Throughout our research for this week’s GOLFTV newsletter, we came across a number of images that reveal how golf stayed relevant during World War II. From Bobby Jones in uniform to camouflaged soldiers training at a North London golf course, these images will transport you to a different time and make you ponder the power of our game.


1944: Lieutenant Colonel Bobby Jones (1902 - 1971), the famous US golfer from Atlanta, Georgia, receives his rations in the field in Normandy. (Photo by Keystone/Getty Images)


In May of 1942, Bobby Jones made a quiet exchange of brown-and-white two-tones for leather-soled service shoes. A man who wore many hats (or ivy caps), perhaps his most honourable role was his unyielding devotion to his country during the Second World War. Pictured above on the right, bearing true faith and allegiance, he bid adieu to the sport that gave him recognition and welcomed the opportunity to serve as Captain in the U.S. Army Air Force, later reaching the status of lieutenant colonel before a merited discharge in 1944.


1943: American comedian Bob Hope (1903 - 2003) uses his putter as a pool cue for a tricky shot during a golf tournament staged for Army and Navy relief at the Wiltshire Country Club, 16th January 1943. On the left, American actress Paulette Goddard (1910 - 1990) keeps score. (Photo by Keystone/Hulton Archive/Getty Images)


It’s safe to say that America’s backbone at the time, the entertainment industry, fostered a love for the game of golf during the wartime era.
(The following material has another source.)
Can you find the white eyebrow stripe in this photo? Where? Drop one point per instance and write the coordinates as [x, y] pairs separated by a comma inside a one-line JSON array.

Pictured above is American comedian Bob Hope, accompanied by actress Paulette Goddard, surrounded by curious onlookers paying close attention to the antics. The pair offered a new-and-improved spin on the classical method of putting during an Army and Navy relief golf tournament hosted at Wilshire Country Club in Los Angeles, CA. For many, golf was the only vice in the midst of infamy. Both newcomers and seasoned veterans frequented the course, hopeful for a space that would provide a distraction from the horrors of war.
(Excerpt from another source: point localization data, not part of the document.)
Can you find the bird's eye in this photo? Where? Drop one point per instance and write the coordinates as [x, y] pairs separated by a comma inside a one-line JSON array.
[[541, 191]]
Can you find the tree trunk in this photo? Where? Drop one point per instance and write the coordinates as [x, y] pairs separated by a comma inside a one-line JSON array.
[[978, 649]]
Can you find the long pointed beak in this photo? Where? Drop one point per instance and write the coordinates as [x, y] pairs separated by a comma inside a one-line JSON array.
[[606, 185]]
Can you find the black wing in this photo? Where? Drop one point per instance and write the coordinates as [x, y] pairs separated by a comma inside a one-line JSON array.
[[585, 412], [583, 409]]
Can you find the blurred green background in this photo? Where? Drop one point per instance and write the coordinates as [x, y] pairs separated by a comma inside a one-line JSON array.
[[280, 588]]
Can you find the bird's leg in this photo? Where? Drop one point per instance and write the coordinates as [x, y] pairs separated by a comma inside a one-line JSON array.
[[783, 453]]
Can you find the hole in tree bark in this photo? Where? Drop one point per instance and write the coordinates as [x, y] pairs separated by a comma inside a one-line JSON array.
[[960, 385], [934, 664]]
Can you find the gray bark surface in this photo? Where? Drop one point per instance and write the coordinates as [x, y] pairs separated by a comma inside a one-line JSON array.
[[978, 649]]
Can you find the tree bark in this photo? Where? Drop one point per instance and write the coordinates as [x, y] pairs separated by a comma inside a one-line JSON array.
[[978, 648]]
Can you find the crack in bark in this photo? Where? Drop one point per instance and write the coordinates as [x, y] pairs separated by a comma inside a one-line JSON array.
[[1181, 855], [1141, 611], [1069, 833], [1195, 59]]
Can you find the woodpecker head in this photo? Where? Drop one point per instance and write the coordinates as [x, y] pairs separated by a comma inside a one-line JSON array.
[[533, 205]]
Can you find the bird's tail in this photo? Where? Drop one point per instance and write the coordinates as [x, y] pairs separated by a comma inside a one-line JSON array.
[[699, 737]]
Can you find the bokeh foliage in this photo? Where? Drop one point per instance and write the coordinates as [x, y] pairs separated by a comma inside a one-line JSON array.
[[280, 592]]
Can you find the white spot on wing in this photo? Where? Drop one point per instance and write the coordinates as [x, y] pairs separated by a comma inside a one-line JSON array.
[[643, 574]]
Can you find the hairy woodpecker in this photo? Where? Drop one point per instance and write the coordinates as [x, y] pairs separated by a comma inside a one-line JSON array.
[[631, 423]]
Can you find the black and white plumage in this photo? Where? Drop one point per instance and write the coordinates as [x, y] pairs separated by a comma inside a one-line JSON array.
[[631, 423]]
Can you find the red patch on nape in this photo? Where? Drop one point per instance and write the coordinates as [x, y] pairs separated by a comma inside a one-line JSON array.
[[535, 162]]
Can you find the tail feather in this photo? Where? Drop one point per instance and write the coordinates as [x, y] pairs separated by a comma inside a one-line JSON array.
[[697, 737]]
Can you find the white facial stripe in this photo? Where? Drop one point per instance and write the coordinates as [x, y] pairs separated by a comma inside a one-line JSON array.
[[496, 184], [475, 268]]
1941: Home Guards Train On Golf Course. Fitting Home Guard of a North London Unit with camouflage. Home Guard exercises all over the country have been intensified now that we have reached the invasion period of which Mr Churchill has warned us. Particular attention was paid to the art of camouflage by this North London Unit of the Home Guard during their exercises on the local golf course. (Photo by © Hulton-Deutsch Collection/CORBIS/Corbis via Getty Images)

Hulton Deutsch

Did you know that in 1941, golf courses across the United Kingdom doubled as training grounds for Britain’s ‘last line of defence?’ In this image, camouflaged home guards for a North London Unit found themselves in fairways — but in preparation for war as opposed to hitting approach shots. The grassy expanse of golf courses offered the perfect playing field for rifle-drill exercises and training sessions.
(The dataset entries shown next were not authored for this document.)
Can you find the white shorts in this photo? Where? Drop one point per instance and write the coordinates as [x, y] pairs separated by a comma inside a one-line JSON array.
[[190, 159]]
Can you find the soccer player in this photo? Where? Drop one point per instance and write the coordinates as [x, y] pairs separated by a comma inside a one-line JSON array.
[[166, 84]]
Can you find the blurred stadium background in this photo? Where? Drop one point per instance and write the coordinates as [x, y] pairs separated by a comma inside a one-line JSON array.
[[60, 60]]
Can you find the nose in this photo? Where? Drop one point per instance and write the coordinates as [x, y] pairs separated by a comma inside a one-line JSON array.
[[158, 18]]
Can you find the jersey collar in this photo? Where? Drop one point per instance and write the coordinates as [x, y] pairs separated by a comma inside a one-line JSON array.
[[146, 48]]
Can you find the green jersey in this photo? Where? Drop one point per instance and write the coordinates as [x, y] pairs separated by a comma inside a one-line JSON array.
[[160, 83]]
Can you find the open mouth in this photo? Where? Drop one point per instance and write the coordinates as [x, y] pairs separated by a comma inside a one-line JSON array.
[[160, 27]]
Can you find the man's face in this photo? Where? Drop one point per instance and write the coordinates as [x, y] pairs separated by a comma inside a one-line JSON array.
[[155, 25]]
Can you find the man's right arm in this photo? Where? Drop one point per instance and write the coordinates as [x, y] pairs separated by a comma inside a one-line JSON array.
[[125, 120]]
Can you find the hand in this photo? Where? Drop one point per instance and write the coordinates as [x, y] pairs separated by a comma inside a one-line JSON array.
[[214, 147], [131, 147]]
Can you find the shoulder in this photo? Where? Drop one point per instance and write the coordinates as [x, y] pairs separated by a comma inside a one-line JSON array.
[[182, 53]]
1940: VS Robertson of the West Hill golf club in London, plays a shot from the rough, 29th February 1940. Behind him is a chicken run installed at the club to help with the wartime food shortage. (Photo by George W. Hales/Fox Photos/Hulton Archive/Getty Images)

George W. Hales

It was not uncommon to play a round of golf during World War II and be met with an unwarranted ‘cluck’ in your backswing. In an effort to support the war, many households raised their own chickens or created ‘victory gardens,’ and found immense comfort in their acts of patriotism. The shortage of resources throughout the 1940s left many not knowing when their next meal would come. As the hardships of war carried on, so did play, as seen in the photo above.


1948: Injured World War II Veterans Watch Play During The 1948 Masters Tournament (Photo by Augusta National/Getty Images)

Augusta National

The Masters was canceled from 1943-1945, but when the tournament resumed after World War II, the galleries were once again packed across Augusta's beautiful grounds. In the image above taken in 1948, World War II Veterans sit in the front row, delighted to be interacting with professionals of a sport that was considered America’s saving grace.